Kazakhstan has moved forward in its plan to increase oil and gas ties with Russia despite a threat of US and European secondary sanctions.

The country is alleged to be helping Moscow to circumvent international sanctions, with Astana prolonging an oil transit agreement and leaning towards helping Russia gas giant Gazprom to establish already a fourth supply route to China.

Kazakhstan’s oil pipeline operator KazTransOil has extended an agreement to deliver Russian oil to China via Kazakhstan by 10 years to 1 January 2034.

The deal calls for an annual transit flow of 733 million barrels of oil from Russia to China.

KazTransOil also agreed to retain the transportation tariff for the border-to-border pipeline shipment of Russian oil at about $2.05 per barrel.

Earlier this year, KazTransOil almost doubled its oil handling tariffs for domestic producers, targeting a 10% increase in revenues this year as a result.

KazTransOil has also petitioned the government for a 15% boost in domestic oil transportation fees that, it said, remain unchanged since 1 June 2022.

Russia delivers oil to China via Kazakhstan using a dedicated pipeline that runs from East Siberia to Atasu in Kazakhstan and then to Alashankou on the border with China.

KazTransOil said between January and April it shipped about 23.5 million barrels of Russian oil to China using this pipeline.

The Kazakh energy industry’s networking channel, Energy Monitor, said that the country had no option but to extend the transit deal because of a swap agreement with its neighbour to deliver Russian oil to its Pavlodar refinery in exchange for Kazakh oil supplies to Russia.

The Pavlodar plant which was built in the Soviet time, is a key manufacturer of fuels to northeastern Kazakhstan.

However, it can be only supplied with oil from West Siberia using the same pipeline that delivers Russian oil to China, as there are no other lines linking it to major Kazakh oil developments in the western part of the country.

Although acknowledging public criticism of the oil transit deal, Energy Monitor said the extension of the transit agreement brings Kazakhstan more benefits than drawbacks.

China gas transit lure

Meanwhile, Kazakhstan Energy Minister Almasadam Satkaliyev said this week that representatives of both countries have revived talks on a proposal last year to build a natural gas transit pipeline from Russia across Kazakhstan to China.

The proposal is now viewed in the context of a framework agreement in principle between Astana and Moscow to bring low-priced Russian gas supplies to energy-starved northeast of Kazakhstan.

“A preliminary route for the pipeline has been determined, with [commercial] terms to construct the pipeline being discussed,” Satkaliyev said.

Last year, a top executive at Kazakh gas pipeline operator and producer QazaqGaz told Kazakh news outlet Kursiv that the Russia–China pipeline may have an annual throughput capacity of 40 billion cubic metres of gas, of which 10 Bcm will be left in Kazakhstan for internal customers.

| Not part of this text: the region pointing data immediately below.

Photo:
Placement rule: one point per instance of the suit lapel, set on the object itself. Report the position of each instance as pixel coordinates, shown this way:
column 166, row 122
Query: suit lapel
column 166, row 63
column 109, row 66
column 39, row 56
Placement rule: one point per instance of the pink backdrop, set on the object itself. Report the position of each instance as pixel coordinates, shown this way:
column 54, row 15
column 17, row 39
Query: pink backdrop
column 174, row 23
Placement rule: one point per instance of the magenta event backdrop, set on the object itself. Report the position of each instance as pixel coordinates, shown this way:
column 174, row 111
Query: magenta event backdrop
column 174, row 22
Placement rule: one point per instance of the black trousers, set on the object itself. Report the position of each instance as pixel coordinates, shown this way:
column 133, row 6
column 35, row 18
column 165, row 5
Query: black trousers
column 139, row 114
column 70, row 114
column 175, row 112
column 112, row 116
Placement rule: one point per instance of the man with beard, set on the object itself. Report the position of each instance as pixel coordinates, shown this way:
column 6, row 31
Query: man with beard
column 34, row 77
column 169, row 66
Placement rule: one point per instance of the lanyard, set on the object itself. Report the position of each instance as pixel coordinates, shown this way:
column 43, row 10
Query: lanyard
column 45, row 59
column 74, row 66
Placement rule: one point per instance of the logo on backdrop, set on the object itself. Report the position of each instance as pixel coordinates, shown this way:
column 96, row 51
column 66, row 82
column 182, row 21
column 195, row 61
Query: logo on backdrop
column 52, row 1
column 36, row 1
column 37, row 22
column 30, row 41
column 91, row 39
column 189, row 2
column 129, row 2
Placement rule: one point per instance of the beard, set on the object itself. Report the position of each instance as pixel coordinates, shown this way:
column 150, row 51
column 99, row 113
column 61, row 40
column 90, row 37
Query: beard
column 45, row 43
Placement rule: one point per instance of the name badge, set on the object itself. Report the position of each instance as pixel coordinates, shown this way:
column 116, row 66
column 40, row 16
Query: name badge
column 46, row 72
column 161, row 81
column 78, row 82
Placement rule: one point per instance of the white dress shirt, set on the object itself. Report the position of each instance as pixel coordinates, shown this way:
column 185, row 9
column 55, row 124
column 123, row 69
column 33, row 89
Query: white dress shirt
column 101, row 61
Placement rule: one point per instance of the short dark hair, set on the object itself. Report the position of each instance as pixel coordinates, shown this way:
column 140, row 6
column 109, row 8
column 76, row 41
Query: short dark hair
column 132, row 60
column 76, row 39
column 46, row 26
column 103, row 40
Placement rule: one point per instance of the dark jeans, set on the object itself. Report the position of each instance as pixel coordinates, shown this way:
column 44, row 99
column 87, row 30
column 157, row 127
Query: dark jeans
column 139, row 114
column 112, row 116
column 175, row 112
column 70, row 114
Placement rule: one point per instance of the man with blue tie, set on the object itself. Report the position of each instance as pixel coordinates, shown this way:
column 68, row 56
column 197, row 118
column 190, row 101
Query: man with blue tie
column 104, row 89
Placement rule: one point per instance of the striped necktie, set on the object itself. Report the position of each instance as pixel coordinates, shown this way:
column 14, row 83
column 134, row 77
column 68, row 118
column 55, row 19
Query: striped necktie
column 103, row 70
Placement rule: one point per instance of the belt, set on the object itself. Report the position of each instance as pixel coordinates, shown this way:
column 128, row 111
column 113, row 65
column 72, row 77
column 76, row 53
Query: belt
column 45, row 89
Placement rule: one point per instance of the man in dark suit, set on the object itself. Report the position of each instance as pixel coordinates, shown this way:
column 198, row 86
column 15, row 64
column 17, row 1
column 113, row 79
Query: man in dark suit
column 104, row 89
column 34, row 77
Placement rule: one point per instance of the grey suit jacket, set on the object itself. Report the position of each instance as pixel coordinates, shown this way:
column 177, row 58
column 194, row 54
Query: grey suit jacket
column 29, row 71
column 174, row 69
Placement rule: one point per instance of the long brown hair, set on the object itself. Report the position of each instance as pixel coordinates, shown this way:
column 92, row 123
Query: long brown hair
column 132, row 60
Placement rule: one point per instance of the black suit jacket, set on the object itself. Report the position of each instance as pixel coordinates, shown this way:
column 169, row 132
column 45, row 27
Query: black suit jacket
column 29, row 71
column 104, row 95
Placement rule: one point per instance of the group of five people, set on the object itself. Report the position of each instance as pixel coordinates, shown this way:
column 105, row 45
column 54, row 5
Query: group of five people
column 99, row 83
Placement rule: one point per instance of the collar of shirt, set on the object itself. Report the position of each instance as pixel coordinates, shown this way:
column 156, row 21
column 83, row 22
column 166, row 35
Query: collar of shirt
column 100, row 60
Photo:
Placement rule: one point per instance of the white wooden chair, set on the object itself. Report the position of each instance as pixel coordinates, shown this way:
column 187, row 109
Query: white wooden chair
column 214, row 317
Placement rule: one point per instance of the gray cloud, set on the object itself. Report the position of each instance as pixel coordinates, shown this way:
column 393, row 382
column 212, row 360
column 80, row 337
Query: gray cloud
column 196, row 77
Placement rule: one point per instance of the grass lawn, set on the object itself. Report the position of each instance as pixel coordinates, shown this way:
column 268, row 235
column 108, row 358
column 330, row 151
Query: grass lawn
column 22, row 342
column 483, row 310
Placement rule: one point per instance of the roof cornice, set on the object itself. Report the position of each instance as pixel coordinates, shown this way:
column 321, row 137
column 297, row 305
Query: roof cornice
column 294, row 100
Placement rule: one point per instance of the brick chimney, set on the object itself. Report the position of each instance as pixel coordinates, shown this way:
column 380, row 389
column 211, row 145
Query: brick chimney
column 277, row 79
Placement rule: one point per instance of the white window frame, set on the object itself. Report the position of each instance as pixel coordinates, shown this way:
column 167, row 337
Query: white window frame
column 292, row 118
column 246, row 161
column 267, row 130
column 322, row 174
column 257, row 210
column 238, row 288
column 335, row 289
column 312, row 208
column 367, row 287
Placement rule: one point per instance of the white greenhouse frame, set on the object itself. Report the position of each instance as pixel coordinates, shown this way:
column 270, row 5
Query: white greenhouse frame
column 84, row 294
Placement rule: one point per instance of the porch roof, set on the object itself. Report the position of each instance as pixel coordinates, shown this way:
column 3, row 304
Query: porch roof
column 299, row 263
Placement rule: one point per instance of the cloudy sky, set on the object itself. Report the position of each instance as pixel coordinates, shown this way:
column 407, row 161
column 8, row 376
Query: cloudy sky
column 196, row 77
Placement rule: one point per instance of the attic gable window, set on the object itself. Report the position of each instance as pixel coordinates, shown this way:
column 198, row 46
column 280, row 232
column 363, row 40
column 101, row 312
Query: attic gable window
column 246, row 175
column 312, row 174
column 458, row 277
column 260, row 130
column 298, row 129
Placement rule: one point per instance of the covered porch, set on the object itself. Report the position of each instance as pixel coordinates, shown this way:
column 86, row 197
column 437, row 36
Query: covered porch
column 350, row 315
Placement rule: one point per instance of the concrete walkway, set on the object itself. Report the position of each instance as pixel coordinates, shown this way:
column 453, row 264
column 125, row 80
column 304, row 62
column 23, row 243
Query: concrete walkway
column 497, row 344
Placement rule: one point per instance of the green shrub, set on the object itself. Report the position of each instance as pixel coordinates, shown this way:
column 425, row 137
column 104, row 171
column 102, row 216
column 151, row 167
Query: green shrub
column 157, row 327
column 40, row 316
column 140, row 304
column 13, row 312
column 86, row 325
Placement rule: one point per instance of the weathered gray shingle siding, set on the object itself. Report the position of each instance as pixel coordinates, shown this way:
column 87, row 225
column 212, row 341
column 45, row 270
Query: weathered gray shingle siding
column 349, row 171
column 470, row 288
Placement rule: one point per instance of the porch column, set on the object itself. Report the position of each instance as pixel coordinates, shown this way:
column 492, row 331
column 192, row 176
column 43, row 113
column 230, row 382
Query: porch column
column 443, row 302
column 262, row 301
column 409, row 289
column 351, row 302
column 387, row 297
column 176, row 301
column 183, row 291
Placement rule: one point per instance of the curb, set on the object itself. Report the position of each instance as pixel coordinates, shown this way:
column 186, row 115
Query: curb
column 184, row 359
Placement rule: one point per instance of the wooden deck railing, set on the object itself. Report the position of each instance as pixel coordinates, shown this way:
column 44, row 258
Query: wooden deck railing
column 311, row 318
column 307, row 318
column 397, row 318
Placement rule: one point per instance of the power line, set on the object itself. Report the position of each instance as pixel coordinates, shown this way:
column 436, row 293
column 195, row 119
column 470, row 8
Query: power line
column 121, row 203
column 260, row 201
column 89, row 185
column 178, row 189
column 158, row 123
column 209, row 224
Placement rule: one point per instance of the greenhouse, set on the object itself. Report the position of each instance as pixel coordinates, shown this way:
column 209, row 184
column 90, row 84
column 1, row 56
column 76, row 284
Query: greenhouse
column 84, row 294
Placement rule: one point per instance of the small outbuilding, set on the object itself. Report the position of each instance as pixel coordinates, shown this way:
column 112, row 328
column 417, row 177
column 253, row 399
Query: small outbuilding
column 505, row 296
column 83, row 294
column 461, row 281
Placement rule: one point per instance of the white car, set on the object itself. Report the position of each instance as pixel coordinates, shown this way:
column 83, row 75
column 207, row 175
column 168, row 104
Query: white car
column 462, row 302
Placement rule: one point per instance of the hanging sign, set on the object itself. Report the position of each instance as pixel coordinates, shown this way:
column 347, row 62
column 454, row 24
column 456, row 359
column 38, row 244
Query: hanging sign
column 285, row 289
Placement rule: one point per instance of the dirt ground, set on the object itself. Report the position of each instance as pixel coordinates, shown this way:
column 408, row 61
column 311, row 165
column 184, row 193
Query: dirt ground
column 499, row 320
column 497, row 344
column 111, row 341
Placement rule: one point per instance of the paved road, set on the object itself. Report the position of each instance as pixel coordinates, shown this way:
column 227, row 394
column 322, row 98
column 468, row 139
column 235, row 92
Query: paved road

According to QazaqGaz, the proposal called for a pipeline to start from Barnaul in East Siberia and continue to Alashankou, with connectors from it reaching two major Kazakh cities, Pavlodar and Ust-Kamenogorsk.

From Alashankou, the pipeline would head to a border town of Khorgas which is already a transit point for another major gas transit line, running from Turkmenistan via Uzbekistan and Kazakhstan to China.

Governmental officials in Astana have repeatedly said they expect to obtain a significantly reduced price for Russian gas when they begin importing it.

Kazakhstan has implemented strong governmental regulation of domestic gas prices, with QazaqGaz buying natural gas from the country’s producers this year at about 10,600 tenge ($24) per thousand cubic metres, or three times below its production costs, Kazakh independent oil and gas player CNPC-Aktobemunaygaz said recently.

Russia has already committed to deliver 48 Bcm of gas to China via two pipelines, known as Sila Sibiri 1 and Sila Sibiri 3.

Talks between Gazprom and China National Petroleum Corporation (CNPC) are ongoing to supply another 50 Bcm of gas from Russia to China via the Sila Sibiri 2 pipeline, running to China across Mongolia.